Monday, February 7, 2011

Position reports

This is a favourite topic of mine.  Every day that I fly to the Mara, I might hear as many as fifty position reports on the common frequency for Kenya.  In addition to that I might hear 100 small transmissions for any number of reasons.  Condense these into less than two hours of flying and throw in all the other pilot duties in the cockpit such as SOPs, standard calls, checklists, take off and landing briefings, watching out for animals on the runways and birds in the air then you'll start to get the idea of the kind of stress we experience.

Almost all the traffic in the Mara is commercial.  So most of the position reports are from professional pilots.  Therefore its quite amazing to hear the variety of the language and terminology used to make a position report, when you might expect them to be almost uniform and standard.

Phrases or expressions such as 'for lower' or 'for higher' were never taught in flying schools as standard ICAO phraseology.

Flight level 'zero nine five' is also non standard.

A squak code for the transponder is not 'coming down' or 'coming up' or 'on the box'.

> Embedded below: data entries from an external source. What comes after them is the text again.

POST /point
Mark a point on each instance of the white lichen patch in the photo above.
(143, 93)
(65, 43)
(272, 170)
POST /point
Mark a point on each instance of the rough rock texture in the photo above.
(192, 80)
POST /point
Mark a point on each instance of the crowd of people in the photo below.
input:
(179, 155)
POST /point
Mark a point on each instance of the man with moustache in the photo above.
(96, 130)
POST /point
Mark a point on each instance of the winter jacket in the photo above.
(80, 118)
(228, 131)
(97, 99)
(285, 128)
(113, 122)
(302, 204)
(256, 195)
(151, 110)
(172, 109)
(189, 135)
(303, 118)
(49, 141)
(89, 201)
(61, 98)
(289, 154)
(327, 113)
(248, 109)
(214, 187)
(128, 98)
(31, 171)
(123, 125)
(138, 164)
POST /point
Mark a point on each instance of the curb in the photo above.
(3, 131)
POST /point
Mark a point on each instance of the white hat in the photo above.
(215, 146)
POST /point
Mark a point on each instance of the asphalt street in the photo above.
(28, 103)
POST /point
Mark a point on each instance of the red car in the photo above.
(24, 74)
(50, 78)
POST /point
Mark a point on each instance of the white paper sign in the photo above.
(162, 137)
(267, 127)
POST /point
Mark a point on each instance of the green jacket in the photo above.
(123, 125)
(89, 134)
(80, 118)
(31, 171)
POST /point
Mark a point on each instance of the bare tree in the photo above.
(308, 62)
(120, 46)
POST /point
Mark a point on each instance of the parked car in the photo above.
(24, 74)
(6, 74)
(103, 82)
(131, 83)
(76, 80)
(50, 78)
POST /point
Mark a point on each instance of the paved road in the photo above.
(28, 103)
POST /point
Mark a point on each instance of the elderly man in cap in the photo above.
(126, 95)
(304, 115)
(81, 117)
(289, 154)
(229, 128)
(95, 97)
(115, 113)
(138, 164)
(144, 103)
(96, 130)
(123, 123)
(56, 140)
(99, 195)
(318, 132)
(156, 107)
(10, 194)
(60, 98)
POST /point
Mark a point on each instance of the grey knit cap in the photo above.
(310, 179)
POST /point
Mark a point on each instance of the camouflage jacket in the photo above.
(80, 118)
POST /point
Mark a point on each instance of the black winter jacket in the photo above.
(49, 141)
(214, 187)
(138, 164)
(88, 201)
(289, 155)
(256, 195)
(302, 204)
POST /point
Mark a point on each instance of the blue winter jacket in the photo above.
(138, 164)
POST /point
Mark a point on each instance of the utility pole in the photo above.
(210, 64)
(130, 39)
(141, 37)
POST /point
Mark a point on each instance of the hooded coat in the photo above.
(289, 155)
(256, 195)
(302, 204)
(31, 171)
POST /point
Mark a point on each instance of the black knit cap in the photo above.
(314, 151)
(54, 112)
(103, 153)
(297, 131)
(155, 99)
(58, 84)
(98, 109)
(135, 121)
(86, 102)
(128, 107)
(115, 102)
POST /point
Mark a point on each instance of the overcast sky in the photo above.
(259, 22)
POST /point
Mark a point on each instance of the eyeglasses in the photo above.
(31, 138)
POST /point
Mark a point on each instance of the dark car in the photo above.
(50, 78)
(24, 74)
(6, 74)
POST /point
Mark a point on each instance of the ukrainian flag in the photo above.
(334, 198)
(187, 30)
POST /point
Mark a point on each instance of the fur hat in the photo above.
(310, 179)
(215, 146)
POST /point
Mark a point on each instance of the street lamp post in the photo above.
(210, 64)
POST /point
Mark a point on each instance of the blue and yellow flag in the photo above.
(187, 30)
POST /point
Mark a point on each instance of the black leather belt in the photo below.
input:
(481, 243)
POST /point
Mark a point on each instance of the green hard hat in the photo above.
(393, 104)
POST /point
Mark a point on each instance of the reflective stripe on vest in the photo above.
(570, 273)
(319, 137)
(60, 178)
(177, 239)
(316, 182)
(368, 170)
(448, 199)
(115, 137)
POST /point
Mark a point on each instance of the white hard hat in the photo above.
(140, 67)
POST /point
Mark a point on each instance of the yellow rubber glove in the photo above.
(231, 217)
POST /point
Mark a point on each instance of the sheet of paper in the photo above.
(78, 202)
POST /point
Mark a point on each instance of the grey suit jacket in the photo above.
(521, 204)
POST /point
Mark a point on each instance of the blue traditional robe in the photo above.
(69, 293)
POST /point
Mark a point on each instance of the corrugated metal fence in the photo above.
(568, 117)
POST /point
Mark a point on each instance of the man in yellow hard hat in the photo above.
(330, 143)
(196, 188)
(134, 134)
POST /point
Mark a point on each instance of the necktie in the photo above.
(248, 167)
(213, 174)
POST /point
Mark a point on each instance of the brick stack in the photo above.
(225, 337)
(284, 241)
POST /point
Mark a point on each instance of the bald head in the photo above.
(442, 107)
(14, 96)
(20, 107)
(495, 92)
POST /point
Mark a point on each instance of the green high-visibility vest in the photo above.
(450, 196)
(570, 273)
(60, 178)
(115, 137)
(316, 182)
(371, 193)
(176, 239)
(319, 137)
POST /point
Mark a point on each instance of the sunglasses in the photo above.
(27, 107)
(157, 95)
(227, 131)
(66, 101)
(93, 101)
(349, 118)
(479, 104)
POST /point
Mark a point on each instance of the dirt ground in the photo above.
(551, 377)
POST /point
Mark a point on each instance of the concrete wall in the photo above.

There is no 'fish finder' in the cockpit (unless its a flying boat which is also used for fishing...)

Why do people say 'showing xx DME'.  Who are they showing it to?

Why do they say 'Out of eight three for eight five' when they'll be at eight five in just a few moments anyway.

Why do they say 'From [somewhere in the Mara] to Wilson via the monastery'?  Is there another way to Wilson when inbound from the Mara?

Or why do they include the word 'Mara' with 'Ol Kiombo' or some other airstrip in the Mara when there are no other airstrips in the world with those names.  'Ol Kiombo' on its own is enough, there are no other places with the same name to confuse it with.  One time I heard someone call abeam 'Naivasha Civil', no such thing of course, and there is no Naivasha military to confuse it with.

I remember one pilot who was consistently making position reports every 2 minutes and 30s.  I know because I timed it.  On his usual scheduled service flight between Wilson and Eldoret he probably made 15 position reports, in each direction!  Oh, the monotony...

And then there's the animal noises; the impromptu chats with friends; constant requests for wind checks, and the lies.

Its amazing how people stretch the definition of 'right base' out to about 5 miles from the airfield.  Monastery is sometimes around the Karen country club or the race course.  Thank goodness that the Garmin G1000 has amazingly accurate traffic position display, makes my job of finding traffic much easier!

Enough rambling for today... thanks for your patience, if you've read this far!